- Born: 1806 New Jersey, U.S.
- Died: June 28, 1885 (aged 78–79) Philadelphia, Pennsylvania, U.S.
- Occupation: Janitress
- Known for: Delegate to 1855 Colored Convention
- Spouse: Isaac Cliff
- Children: 1

= Rachel Cliff (politician) =

Rachel Cliff (1806–1885) was one of two women to serve as an official delegate to the Philadelphia meeting of the 1855 Colored Convention, along with Elizabeth Armstrong. She worked as a "janitrix", or janitress, in Philadelphia.

==Early life==
Rachel Cliff was born in New Jersey, the home-state of both of her parents, in 1806. She moved to Philadelphia, Pennsylvania and married Isaac Cliff, a barber.

==Activism==
Cliff was involved with the Colored Conventions Movement, a movement composed of free and fugitive African Americans that sought to advance African American rights in law, labor, and education.

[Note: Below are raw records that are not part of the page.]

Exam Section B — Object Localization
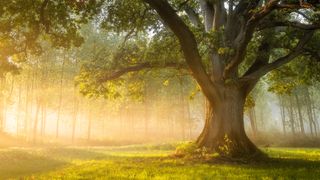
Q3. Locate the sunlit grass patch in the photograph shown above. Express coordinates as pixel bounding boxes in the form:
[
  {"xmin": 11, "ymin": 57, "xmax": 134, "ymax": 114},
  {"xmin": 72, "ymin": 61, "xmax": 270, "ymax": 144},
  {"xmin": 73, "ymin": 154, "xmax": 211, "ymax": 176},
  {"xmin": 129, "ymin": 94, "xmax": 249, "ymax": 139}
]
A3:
[{"xmin": 0, "ymin": 147, "xmax": 320, "ymax": 179}]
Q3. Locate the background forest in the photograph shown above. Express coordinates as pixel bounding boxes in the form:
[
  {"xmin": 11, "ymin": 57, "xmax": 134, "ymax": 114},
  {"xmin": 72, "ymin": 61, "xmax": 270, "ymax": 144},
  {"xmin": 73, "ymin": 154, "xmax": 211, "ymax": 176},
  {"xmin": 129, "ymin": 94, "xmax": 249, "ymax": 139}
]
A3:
[{"xmin": 0, "ymin": 22, "xmax": 320, "ymax": 146}]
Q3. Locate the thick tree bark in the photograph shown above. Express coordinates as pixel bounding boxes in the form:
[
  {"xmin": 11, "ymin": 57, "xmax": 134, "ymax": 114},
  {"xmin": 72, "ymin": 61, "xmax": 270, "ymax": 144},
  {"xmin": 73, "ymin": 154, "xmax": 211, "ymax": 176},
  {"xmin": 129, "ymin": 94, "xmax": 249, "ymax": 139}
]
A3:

===1855 Colored National Convention===
Cliff was a delegate at the 1855 National Colored Convention in Philadelphia, one in a series of conventions comprising the Colored Conventions Movement. She was one of only two female delegates from Pennsylvania. During the 1855 convention, delegates discussed the creation of an Industrial School for African Americans, heard a report from the Committee on Mechanical Branches among the Colored People of the Free States, and issued an address on behalf of those held in slavery.

== Personal life ==

Rachel Cliff had a son, John Cliff, in 1839 or 1840. Rachel Cliff was married to Isaac Cliff, who predeceased her. Rachel was widowed some time before 1874, when she is listed in the Philadelphia City Directory as a "janitrix," a female janitor. She was later listed as keeping house with two of her nephews, a musician and a waiter, in 1880.

==Death==
Rachel Cliff died in Philadelphia, Pennsylvania, on June 28, 1885, at the 24th Ward Home for Aged and Infirm Colored Persons and was interred on June 30 in Lebanon Cemetery.